In truth, it is difficult to find a less diplomatic figure for the role of foreign minister, even in the very undiplomatic world of Israeli politics. I find the nomination of Lieberman to this post to be one which is detrimental to the cause of the State of Israel in the foreign community, especially at a time when international diplomacy is increasingly important. A number of recent gaffes, most notably the recent stand-off with Turkey, point to the damage that Lieberman is doing. He is wholly unsuitable for such a position.

Having said that, he does possess a number of virtues worthy of mention. His relationship with the Kremlin is an asset that needs to be carefully nurtured. Russia seems to be supporting Iran's nuclear and weapons aspirations, thereby bringing significant further risk to Israel and instability to the Middle East as a whole. Lieberman is the only senior Israeli with the sort of links to Moscow that may be able to change or divert this policy. Despite the fact that his efforts have not really borne any fruits to date, it is my view that this endeavour should be occupying most of Lieberman's time and efforts.

Evet is also willing to say the things that many Israelis would like to say, but are somewhat reluctant to express. One of his election platforms in 2009 was to deny Israeli citizenship from Arabs who are not loyal to the state. This is something that many Israelis believe in, although it is recognised that implementing such a policy may ultimately be more detrimental than helpful in the current state of Middle East politics. Lieberman has a following of right-wingers which far exceeds the community of former Russians that he focuses his election platforms on. He is also viewed as the protector of secular rights, and has been campaigning to open establishments on Shabbat and allow civil marriage in Israel. The religious camp, however, remains too strong at the current time for Lieberman to succeed in implementing such changes.

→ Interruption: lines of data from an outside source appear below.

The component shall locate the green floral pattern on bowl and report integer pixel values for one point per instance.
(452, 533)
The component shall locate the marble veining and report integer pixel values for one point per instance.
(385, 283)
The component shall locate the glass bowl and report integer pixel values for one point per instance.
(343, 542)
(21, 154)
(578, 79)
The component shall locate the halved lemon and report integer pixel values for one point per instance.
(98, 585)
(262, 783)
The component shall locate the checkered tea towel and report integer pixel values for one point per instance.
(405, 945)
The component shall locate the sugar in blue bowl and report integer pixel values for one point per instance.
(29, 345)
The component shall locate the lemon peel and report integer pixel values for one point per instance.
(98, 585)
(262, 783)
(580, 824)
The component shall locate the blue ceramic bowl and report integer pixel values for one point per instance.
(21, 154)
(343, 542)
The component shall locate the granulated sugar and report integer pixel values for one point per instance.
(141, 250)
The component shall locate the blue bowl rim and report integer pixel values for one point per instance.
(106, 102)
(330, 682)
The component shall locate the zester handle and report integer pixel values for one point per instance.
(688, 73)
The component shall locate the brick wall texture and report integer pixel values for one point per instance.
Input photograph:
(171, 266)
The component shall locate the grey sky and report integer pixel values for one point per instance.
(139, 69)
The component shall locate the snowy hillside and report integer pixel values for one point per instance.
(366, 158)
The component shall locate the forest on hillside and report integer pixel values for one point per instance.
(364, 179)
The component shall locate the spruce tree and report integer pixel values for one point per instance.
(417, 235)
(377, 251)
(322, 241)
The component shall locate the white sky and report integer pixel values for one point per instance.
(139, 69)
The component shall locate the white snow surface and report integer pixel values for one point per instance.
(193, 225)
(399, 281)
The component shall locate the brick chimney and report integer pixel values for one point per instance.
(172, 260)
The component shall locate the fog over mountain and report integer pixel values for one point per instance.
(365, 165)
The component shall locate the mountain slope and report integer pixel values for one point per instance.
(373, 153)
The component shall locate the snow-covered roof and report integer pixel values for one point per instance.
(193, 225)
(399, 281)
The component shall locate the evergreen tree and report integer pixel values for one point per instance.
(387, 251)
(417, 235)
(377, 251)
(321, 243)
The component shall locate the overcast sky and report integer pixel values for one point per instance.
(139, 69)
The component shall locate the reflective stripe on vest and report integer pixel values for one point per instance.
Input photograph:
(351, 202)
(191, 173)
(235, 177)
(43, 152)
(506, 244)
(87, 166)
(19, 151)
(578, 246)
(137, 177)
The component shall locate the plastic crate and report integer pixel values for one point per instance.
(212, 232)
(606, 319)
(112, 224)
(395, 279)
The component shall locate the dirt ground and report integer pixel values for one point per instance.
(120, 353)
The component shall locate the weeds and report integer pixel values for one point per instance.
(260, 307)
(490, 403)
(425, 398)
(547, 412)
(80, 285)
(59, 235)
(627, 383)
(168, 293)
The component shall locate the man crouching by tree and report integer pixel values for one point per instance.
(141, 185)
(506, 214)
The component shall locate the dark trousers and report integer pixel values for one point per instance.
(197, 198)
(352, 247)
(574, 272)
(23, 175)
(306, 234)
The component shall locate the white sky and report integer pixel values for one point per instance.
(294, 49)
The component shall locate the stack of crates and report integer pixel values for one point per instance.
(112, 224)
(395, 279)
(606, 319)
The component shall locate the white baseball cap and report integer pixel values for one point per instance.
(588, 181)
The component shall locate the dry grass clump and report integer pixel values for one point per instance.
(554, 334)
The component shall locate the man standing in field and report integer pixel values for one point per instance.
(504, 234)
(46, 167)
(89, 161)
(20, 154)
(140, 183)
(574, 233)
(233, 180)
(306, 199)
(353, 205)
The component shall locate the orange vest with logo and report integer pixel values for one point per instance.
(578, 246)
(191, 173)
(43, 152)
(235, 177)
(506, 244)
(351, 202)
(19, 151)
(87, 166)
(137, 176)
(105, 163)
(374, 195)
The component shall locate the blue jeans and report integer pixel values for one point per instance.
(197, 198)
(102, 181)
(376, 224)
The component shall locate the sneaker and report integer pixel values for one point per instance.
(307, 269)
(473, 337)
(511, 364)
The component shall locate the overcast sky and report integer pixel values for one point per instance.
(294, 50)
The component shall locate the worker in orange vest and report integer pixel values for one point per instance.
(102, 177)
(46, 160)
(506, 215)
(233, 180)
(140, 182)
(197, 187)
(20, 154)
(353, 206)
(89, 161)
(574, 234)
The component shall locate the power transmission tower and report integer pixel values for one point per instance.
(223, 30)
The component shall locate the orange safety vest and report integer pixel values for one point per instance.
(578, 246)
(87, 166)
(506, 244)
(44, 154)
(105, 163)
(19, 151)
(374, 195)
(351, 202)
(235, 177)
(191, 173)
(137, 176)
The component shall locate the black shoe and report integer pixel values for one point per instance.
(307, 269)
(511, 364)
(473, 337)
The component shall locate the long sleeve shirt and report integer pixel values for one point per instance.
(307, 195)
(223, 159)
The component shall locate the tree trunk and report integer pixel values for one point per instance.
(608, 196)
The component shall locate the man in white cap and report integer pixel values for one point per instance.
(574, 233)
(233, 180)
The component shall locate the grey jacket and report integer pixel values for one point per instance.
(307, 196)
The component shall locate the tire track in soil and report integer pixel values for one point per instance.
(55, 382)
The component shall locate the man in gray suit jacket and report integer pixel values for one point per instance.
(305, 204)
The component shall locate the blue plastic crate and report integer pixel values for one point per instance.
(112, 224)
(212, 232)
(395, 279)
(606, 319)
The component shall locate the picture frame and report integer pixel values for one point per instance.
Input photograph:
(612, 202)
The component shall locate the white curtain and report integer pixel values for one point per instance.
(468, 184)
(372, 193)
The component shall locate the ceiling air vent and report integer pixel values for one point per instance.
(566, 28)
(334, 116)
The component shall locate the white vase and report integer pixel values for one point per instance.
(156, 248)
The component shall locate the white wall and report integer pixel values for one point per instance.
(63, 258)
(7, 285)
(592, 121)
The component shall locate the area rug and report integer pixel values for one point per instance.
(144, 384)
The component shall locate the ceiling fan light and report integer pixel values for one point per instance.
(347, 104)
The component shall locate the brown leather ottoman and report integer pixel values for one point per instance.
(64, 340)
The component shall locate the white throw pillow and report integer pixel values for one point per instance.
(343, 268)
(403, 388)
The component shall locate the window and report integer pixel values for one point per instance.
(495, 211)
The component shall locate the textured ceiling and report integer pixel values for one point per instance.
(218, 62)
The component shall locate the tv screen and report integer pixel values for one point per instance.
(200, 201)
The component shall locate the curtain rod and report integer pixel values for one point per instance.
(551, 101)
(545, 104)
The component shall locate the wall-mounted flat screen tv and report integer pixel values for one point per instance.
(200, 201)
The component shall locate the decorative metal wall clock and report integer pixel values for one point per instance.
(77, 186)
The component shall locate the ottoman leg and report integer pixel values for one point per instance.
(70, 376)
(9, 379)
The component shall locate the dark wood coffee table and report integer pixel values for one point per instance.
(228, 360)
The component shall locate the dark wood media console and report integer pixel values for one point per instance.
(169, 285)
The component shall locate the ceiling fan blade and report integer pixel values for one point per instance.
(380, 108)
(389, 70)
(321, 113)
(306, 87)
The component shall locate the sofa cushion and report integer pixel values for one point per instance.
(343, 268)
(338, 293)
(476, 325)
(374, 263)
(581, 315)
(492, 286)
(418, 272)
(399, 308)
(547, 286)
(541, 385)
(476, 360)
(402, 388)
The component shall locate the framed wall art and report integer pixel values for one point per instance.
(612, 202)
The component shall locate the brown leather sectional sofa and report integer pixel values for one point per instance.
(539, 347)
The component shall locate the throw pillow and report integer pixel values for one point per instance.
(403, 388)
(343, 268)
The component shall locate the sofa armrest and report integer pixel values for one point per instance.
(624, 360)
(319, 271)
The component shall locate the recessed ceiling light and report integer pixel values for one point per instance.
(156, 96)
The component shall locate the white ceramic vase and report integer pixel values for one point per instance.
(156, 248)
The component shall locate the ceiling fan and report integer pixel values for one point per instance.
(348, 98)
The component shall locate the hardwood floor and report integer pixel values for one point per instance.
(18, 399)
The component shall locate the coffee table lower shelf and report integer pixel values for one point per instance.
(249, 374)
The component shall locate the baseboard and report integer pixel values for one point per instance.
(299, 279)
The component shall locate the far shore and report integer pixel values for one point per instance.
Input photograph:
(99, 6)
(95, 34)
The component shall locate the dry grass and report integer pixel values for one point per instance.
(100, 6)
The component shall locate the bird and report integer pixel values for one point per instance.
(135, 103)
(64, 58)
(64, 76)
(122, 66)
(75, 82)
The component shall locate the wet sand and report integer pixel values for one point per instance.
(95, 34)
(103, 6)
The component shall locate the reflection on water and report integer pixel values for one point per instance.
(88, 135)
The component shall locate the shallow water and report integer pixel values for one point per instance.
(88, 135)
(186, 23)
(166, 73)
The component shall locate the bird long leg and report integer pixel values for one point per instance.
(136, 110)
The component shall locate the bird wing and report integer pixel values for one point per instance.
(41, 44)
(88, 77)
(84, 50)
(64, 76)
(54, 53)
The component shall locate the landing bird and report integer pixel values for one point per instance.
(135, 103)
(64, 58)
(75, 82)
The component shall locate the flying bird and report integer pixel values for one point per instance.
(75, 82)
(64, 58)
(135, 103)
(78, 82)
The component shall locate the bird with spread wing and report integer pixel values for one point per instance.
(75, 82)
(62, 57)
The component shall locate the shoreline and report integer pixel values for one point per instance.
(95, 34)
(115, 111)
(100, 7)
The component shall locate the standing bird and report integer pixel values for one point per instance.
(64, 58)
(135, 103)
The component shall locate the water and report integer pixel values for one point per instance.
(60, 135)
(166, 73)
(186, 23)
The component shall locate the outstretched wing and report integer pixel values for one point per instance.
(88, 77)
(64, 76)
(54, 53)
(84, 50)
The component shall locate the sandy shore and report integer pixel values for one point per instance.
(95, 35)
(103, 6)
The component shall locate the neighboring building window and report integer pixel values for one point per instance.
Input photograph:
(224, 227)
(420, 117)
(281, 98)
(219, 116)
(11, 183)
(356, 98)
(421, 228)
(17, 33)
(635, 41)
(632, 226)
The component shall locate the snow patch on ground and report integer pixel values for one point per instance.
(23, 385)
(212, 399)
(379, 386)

What is interesting about Lieberman when considering his right-wing views, is his attitude regarding the West Bank settlement of Nokdim where he has lived with his family since 1988. Lieberman is on record as saying that he would be prepared to vacate his home as part of a peace agreement. This may be viewed as somewhat surprising to those who view Lieberman as the epitome of the Israeli right-wing, which generally represents the attitude of hanging onto the West Bank almost at any price. It certainly shows a slightly different side to his right-wing views.

Despite Lieberman being labelled as something of a thug, I believe that people like Lieberman do have a place in Israeli politics. Although I feel that his place is not as minister of foreign affairs, it is Knesset seats that count when the portfolios are divided up. This sometimes dictates that people who are not the most suitable for the job will get it due to the power of their Knesset seats. Whilst I hope that he continues to speak his mind and to represent those that support his views, I also hope that the establishment is sensible enough to keep him on a short leash to prevent him from doing any damage to the land that he clearly loves dearly. Most of all, I hope that his efforts with Putin and Medvedev will be successful to take some of the intensity and instability out of the Middle East, and to prevent Russia from arming our enemies.

As an immigrant to Israel, Lieberman has certainly shown what immigrants to this country can achieve. Whether one agrees with his policies or not, one has to give him credit for his achievements under difficult circumstances.